In June, Applied Policy’s diagnostic experts introduced a new series, “IVD Test Reimbursement: Coverage, Coding, and Payment.” For our July edition, we take a deeper dive into the first reimbursement consideration: coverage.
What is coverage?
Coverage refers to whether an insurer will pay for a particular item or service. In general, Medicare and most private payers limit coverage to clinically proven lab tests that are reasonable and necessary for the diagnosis or treatment of an illness or injury (and within the scope of a Medicare benefit category).
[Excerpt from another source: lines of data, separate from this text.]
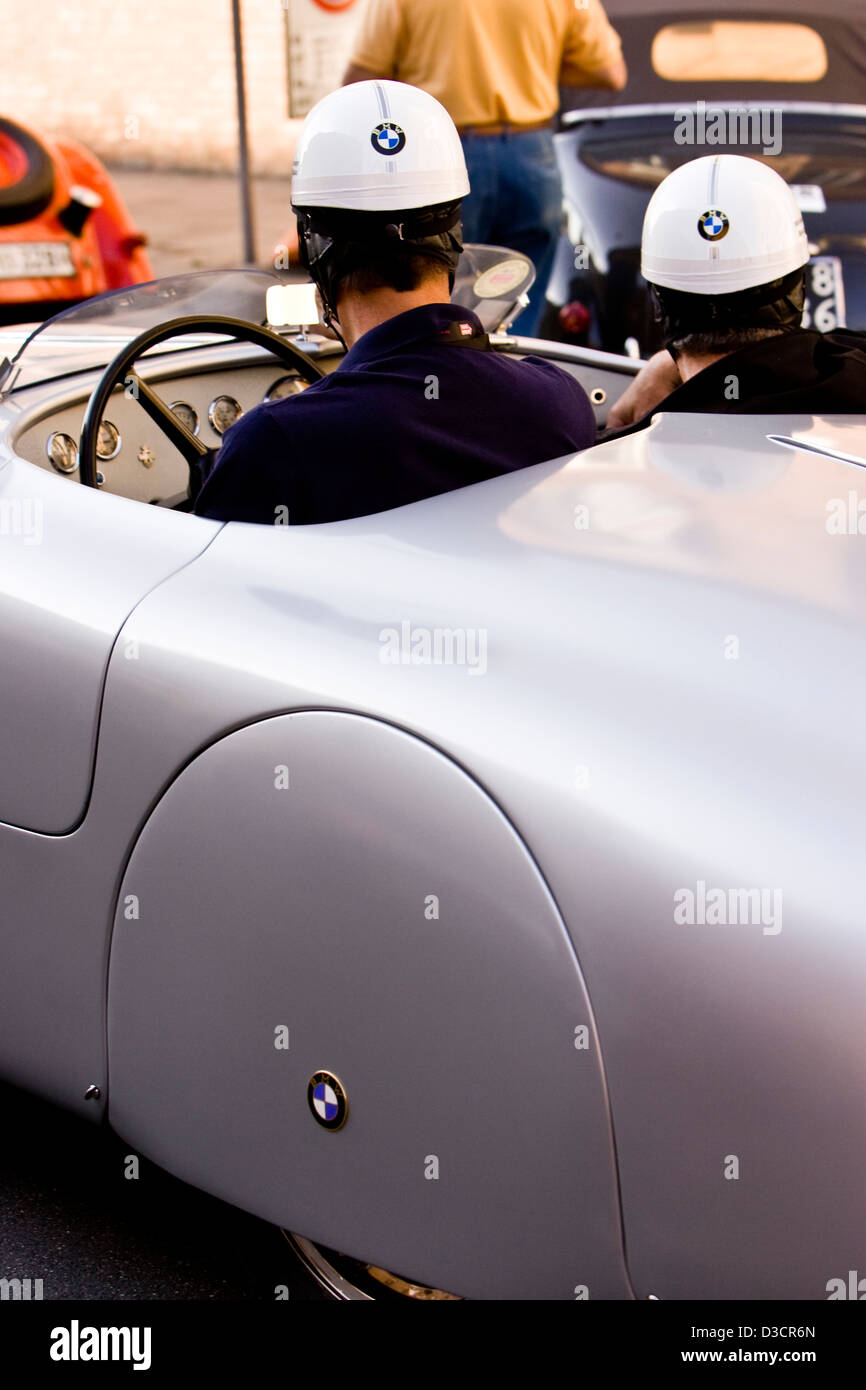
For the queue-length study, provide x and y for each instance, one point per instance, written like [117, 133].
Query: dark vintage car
[777, 81]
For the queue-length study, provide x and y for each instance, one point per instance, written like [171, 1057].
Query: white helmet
[722, 224]
[378, 146]
[378, 175]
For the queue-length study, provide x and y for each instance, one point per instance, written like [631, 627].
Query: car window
[738, 50]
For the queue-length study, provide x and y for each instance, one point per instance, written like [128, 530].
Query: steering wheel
[121, 370]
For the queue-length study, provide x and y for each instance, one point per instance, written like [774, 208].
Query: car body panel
[658, 679]
[61, 617]
[349, 884]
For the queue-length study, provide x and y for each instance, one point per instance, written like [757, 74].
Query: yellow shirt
[487, 61]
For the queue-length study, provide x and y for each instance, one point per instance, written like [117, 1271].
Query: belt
[506, 128]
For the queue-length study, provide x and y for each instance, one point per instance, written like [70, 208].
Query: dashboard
[134, 456]
[209, 395]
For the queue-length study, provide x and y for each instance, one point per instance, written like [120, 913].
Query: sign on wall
[320, 38]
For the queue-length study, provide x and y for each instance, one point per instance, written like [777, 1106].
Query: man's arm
[613, 75]
[592, 54]
[255, 477]
[652, 384]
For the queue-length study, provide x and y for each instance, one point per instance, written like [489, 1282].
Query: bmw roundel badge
[388, 138]
[713, 225]
[327, 1100]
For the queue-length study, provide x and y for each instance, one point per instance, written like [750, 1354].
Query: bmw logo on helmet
[327, 1100]
[388, 138]
[713, 225]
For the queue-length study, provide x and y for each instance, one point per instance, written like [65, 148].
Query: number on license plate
[824, 306]
[35, 260]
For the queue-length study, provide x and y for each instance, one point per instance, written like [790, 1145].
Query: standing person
[496, 67]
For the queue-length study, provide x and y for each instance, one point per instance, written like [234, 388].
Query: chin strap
[777, 305]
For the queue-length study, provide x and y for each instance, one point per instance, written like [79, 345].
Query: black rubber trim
[32, 193]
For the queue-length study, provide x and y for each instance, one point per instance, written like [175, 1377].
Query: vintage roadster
[783, 81]
[473, 888]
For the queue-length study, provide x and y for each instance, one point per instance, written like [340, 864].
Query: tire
[32, 193]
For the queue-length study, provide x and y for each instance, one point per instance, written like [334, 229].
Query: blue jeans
[516, 200]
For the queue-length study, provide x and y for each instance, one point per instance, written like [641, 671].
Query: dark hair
[722, 341]
[730, 321]
[389, 271]
[362, 250]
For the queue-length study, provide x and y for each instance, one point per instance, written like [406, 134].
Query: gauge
[109, 441]
[63, 452]
[185, 414]
[285, 387]
[223, 412]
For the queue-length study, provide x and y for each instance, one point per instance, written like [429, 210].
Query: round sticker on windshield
[499, 281]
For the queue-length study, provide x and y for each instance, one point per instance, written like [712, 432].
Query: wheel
[31, 193]
[349, 1279]
[121, 367]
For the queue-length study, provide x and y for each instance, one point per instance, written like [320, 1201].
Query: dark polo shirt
[409, 413]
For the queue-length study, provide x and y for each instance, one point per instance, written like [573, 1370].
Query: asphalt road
[193, 220]
[71, 1218]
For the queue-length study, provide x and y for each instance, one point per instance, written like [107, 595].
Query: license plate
[824, 295]
[29, 260]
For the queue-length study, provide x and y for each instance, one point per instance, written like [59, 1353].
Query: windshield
[491, 281]
[89, 334]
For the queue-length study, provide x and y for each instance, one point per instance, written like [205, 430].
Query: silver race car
[473, 888]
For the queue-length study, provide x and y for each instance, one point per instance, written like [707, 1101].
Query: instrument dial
[63, 452]
[185, 414]
[285, 387]
[223, 413]
[109, 441]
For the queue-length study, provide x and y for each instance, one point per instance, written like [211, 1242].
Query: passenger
[412, 410]
[724, 252]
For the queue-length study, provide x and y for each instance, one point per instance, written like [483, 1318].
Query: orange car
[64, 231]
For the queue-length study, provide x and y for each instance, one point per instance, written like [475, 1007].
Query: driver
[724, 252]
[420, 403]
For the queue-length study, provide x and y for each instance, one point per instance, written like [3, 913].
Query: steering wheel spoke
[121, 370]
[174, 430]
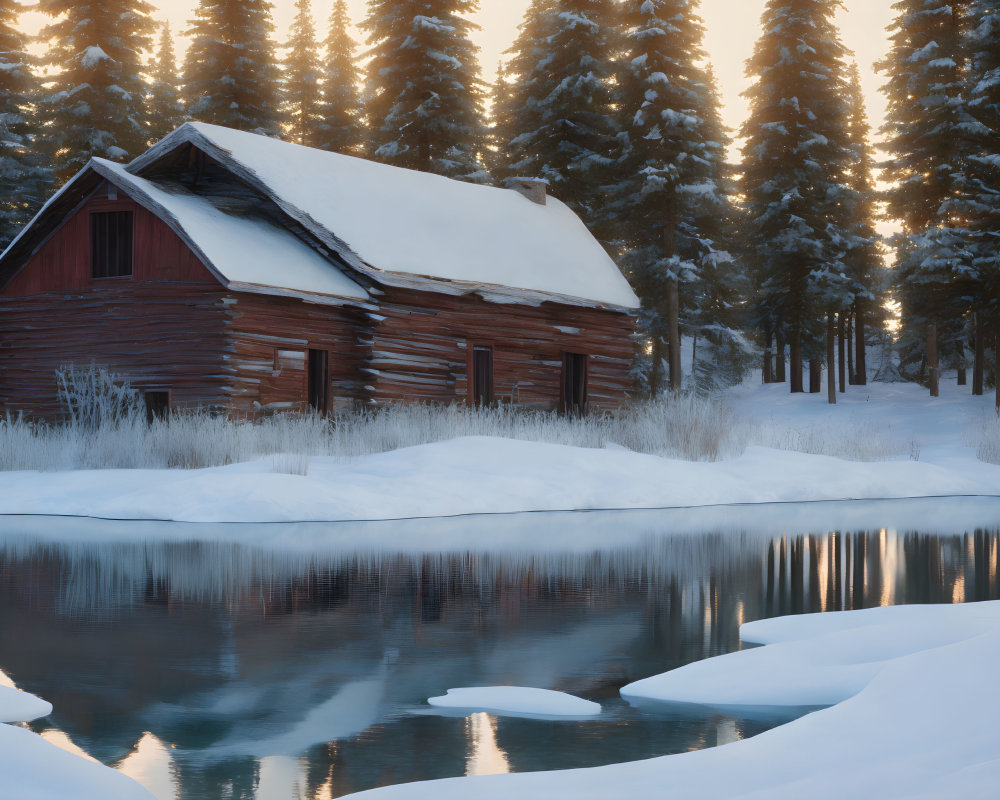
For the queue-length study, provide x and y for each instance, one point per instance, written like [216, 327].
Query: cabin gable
[63, 263]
For example, Medicare Part B covers a Human Immunodeficiency Virus (HIV) screening once per year if the patient is age 15-65. Coverage is also extended to patients younger than 15 and older than 65, who are at increased risk for HIV, and pregnant women can be screened up to three times during pregnancy.[1] Alternatively, coverage may be denied, as seen in Cardiovascular (CV) Risk Screening, NCD 190.23. This policy denies coverage for all CV risk assessment panels, except the basic lipid panel, for symptomatic patients with suspected or documented CV disease because panel testing is not specific to a given patient’s lipid abnormality or disease.[2]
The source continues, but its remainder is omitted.